~ itinerario di una settimana: day 4 ~
Con un viaggio in treno da Kanazawa verso sud giungiamo infine a Kyoto dove trascorreremo un paio di giorni prima di dirigerci verso Hiroshima e Miyajima, ultime tappe del nostro tour.
E’ una relazione decisamente complicata quello tra me e Kyoto.
Nei confronti dell’antica capitale del Giappone penso di aver sviluppato un rapporto di fascinazione e allo stesso tempo incertezza.
E’ l’innamoramento per la perfezione di tutte quelle zone antiche ricche di storia e spiritualità.

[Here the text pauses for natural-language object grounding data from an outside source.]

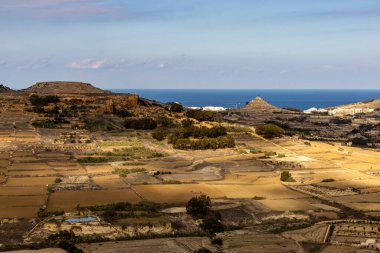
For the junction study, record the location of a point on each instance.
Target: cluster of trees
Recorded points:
(204, 143)
(285, 176)
(204, 115)
(200, 208)
(140, 123)
(192, 137)
(49, 123)
(43, 100)
(97, 123)
(269, 131)
(199, 132)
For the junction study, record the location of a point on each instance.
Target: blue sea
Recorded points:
(300, 99)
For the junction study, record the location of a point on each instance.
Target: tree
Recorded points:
(269, 131)
(212, 225)
(174, 107)
(285, 176)
(159, 133)
(199, 207)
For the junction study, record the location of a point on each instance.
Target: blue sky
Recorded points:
(192, 43)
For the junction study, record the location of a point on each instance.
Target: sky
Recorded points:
(213, 44)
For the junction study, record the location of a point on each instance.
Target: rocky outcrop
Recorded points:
(64, 88)
(4, 89)
(260, 104)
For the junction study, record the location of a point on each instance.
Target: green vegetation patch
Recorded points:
(125, 172)
(327, 180)
(171, 181)
(134, 153)
(270, 131)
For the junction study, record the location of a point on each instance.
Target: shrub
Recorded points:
(187, 123)
(269, 131)
(159, 133)
(140, 123)
(285, 176)
(174, 107)
(52, 124)
(125, 172)
(43, 100)
(217, 241)
(212, 225)
(198, 207)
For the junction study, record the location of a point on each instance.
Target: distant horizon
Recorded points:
(214, 44)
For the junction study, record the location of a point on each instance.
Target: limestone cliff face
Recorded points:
(120, 102)
(260, 104)
(4, 88)
(64, 88)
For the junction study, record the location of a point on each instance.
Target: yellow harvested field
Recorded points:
(269, 191)
(30, 181)
(29, 166)
(179, 193)
(20, 212)
(360, 198)
(63, 164)
(32, 173)
(4, 163)
(290, 204)
(22, 190)
(68, 200)
(109, 181)
(21, 201)
(364, 206)
(98, 168)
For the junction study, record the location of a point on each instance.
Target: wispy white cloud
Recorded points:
(87, 64)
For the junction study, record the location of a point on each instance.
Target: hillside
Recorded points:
(64, 88)
(260, 104)
(4, 88)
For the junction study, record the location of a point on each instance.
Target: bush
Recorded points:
(174, 107)
(269, 131)
(212, 225)
(125, 172)
(159, 133)
(52, 124)
(140, 124)
(285, 176)
(187, 123)
(198, 207)
(58, 180)
(43, 100)
(217, 241)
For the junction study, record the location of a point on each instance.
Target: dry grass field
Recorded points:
(68, 200)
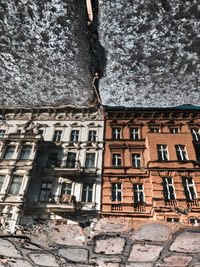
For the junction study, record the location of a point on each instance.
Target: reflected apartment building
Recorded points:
(151, 164)
(50, 164)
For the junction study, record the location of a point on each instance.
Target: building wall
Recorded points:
(24, 126)
(152, 172)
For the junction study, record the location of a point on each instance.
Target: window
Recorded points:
(168, 189)
(116, 192)
(15, 185)
(195, 134)
(134, 133)
(25, 153)
(154, 130)
(89, 162)
(9, 152)
(74, 136)
(116, 133)
(92, 136)
(181, 152)
(41, 132)
(173, 130)
(66, 189)
(195, 221)
(116, 160)
(189, 187)
(57, 135)
(162, 152)
(53, 160)
(45, 192)
(173, 220)
(87, 193)
(2, 133)
(136, 160)
(71, 160)
(2, 179)
(138, 193)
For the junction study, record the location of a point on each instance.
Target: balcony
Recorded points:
(69, 170)
(24, 136)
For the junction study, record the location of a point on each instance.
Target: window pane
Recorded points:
(116, 132)
(2, 133)
(173, 130)
(116, 160)
(138, 193)
(25, 153)
(92, 136)
(57, 135)
(74, 136)
(2, 178)
(136, 161)
(53, 160)
(195, 134)
(134, 133)
(89, 163)
(154, 130)
(66, 189)
(87, 193)
(116, 192)
(71, 160)
(9, 152)
(45, 192)
(15, 185)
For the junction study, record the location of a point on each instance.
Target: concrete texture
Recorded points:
(111, 249)
(153, 232)
(144, 252)
(152, 50)
(187, 242)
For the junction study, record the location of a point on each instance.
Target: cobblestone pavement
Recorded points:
(151, 245)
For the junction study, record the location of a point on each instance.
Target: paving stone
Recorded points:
(110, 245)
(7, 249)
(187, 242)
(176, 261)
(145, 253)
(108, 262)
(74, 254)
(20, 263)
(139, 264)
(43, 259)
(153, 232)
(68, 235)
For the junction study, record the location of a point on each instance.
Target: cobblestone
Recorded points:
(42, 259)
(187, 242)
(68, 235)
(7, 249)
(20, 263)
(144, 252)
(139, 264)
(76, 255)
(176, 261)
(153, 232)
(110, 246)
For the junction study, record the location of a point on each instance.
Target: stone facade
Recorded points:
(50, 167)
(151, 164)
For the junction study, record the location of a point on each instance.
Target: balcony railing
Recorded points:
(116, 207)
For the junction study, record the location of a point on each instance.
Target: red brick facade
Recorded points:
(151, 167)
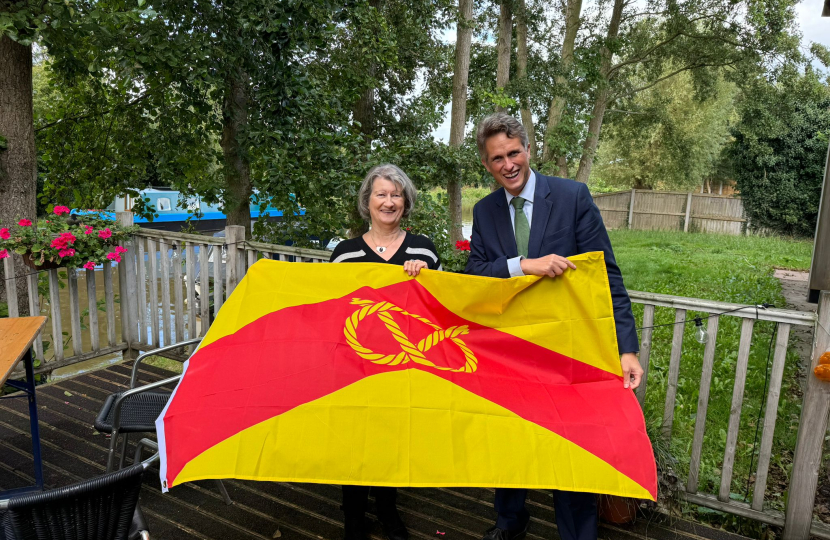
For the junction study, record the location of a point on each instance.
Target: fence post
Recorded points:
(811, 431)
(234, 236)
(688, 212)
(128, 292)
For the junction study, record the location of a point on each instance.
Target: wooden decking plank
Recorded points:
(72, 450)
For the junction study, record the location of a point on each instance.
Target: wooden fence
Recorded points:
(672, 211)
(171, 283)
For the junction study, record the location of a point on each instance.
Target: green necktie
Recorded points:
(522, 227)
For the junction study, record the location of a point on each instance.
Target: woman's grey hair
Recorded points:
(394, 174)
(499, 123)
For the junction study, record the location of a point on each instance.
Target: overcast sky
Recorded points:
(813, 27)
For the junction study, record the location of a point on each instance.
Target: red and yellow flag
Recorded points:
(358, 374)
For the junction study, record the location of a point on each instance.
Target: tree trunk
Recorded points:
(364, 113)
(573, 12)
(238, 187)
(18, 161)
(521, 75)
(589, 147)
(458, 118)
(503, 47)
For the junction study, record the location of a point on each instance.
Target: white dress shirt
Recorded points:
(514, 265)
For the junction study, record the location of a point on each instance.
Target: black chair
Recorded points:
(102, 508)
(136, 410)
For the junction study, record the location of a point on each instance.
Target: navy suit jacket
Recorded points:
(565, 222)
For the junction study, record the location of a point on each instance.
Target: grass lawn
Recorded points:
(727, 268)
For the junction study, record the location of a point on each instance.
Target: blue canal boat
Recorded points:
(172, 216)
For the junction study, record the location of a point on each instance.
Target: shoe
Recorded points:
(494, 533)
(393, 527)
(355, 529)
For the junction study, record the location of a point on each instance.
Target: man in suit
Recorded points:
(529, 227)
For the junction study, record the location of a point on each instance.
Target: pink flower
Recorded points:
(63, 240)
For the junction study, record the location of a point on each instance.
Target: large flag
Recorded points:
(358, 374)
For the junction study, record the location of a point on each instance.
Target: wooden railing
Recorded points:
(170, 284)
(644, 209)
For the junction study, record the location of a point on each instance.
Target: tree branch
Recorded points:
(669, 76)
(91, 114)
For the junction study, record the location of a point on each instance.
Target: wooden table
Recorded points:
(16, 337)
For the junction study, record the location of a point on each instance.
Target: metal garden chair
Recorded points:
(135, 410)
(101, 508)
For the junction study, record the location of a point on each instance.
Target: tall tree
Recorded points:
(573, 14)
(18, 164)
(779, 149)
(601, 95)
(504, 46)
(521, 75)
(667, 137)
(458, 118)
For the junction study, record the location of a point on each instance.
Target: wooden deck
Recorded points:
(73, 451)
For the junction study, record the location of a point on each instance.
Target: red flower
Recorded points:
(63, 240)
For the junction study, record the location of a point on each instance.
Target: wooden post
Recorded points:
(128, 292)
(234, 236)
(688, 212)
(811, 431)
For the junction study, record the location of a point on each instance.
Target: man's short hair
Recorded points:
(499, 123)
(394, 174)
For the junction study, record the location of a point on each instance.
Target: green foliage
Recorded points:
(780, 148)
(667, 137)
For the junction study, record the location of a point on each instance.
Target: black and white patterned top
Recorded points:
(414, 247)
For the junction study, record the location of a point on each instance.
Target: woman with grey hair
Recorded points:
(386, 196)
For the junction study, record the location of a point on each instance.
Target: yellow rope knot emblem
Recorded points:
(409, 350)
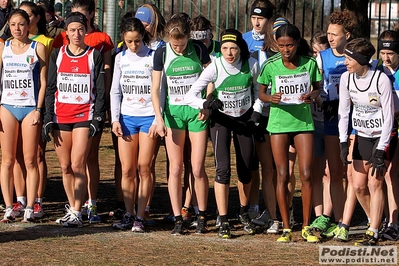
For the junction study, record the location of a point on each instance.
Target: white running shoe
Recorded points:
(9, 216)
(66, 216)
(273, 227)
(28, 215)
(262, 219)
(85, 208)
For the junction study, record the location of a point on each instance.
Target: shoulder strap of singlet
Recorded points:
(378, 81)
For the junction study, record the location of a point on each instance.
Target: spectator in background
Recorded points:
(121, 10)
(58, 9)
(261, 12)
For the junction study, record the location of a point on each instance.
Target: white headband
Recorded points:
(200, 34)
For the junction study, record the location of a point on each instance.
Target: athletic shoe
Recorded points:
(19, 209)
(148, 220)
(224, 231)
(292, 220)
(85, 209)
(138, 226)
(368, 240)
(93, 215)
(117, 214)
(73, 221)
(9, 216)
(178, 230)
(285, 237)
(38, 210)
(185, 214)
(252, 213)
(384, 227)
(125, 224)
(330, 231)
(248, 226)
(308, 235)
(67, 215)
(341, 234)
(201, 225)
(28, 215)
(321, 223)
(262, 219)
(218, 223)
(274, 226)
(391, 233)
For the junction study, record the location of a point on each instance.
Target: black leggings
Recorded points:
(244, 147)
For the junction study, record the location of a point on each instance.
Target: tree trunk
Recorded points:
(360, 8)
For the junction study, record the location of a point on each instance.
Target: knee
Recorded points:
(199, 172)
(78, 168)
(359, 188)
(375, 185)
(7, 163)
(282, 174)
(222, 179)
(66, 169)
(30, 163)
(175, 170)
(305, 175)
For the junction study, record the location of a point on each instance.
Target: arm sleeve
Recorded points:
(207, 76)
(344, 108)
(116, 92)
(99, 105)
(51, 86)
(388, 111)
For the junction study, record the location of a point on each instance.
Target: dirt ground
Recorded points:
(46, 243)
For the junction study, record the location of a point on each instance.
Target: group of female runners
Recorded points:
(261, 90)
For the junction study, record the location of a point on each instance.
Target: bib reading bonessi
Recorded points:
(234, 90)
(181, 72)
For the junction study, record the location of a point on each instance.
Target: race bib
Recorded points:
(367, 120)
(333, 86)
(293, 87)
(73, 88)
(18, 89)
(178, 86)
(236, 103)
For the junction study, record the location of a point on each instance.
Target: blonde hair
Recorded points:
(178, 28)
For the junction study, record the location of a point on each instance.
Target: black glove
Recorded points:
(96, 126)
(48, 128)
(377, 163)
(213, 104)
(254, 121)
(344, 152)
(330, 109)
(256, 127)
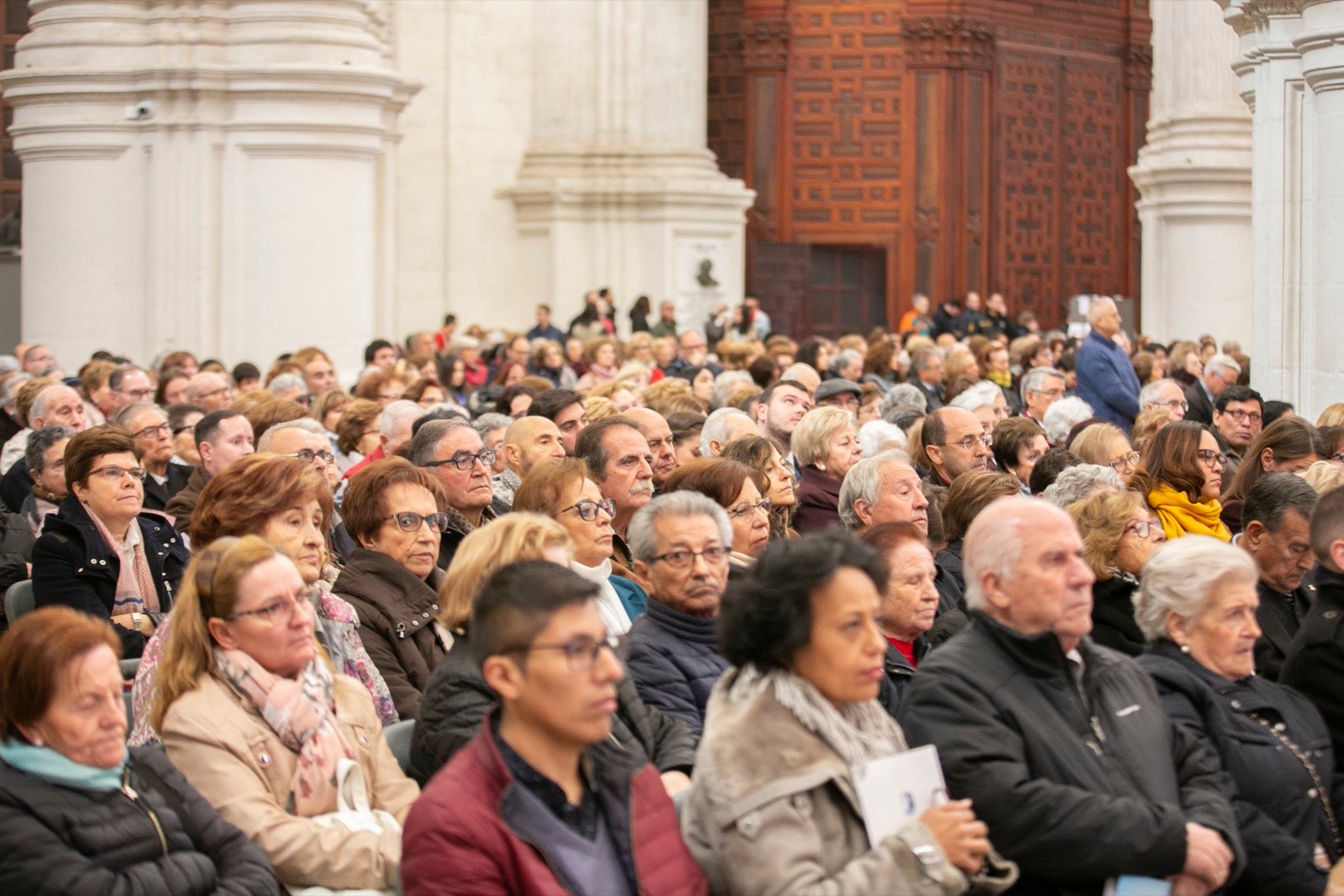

E’ il tentativo di appropriarsi di un briciolo di Bellezza, assistendo in prima persona alla Bellezza stessa.
Come non cadere in una simile trappola? Impossibile.
D’altronde ciò che è perfetto, è perfetto…
Non sono riuscita ad apprezzare però quella parte di città priva di un qualsiasi interesse artistico o architettonico. Se da Tokyo mi aspetto (e apprezzo) anche una certa decadenza, l’apparenza trasandata dovuta alla troppa fretta e alle troppe persone della metropoli, per Kyoto mi ero figurata, anche nelle zone meno battute e in cui siamo finite girovagando senza una meta precisa, una certa compostezza che però non ho trovato, l’immensa inimmaginabile bellezza di Kyoto è circondata da strade ed edifici che non sono nulla di che e a cui manca lo sfacciato e rude fascino dell’attuale capitale.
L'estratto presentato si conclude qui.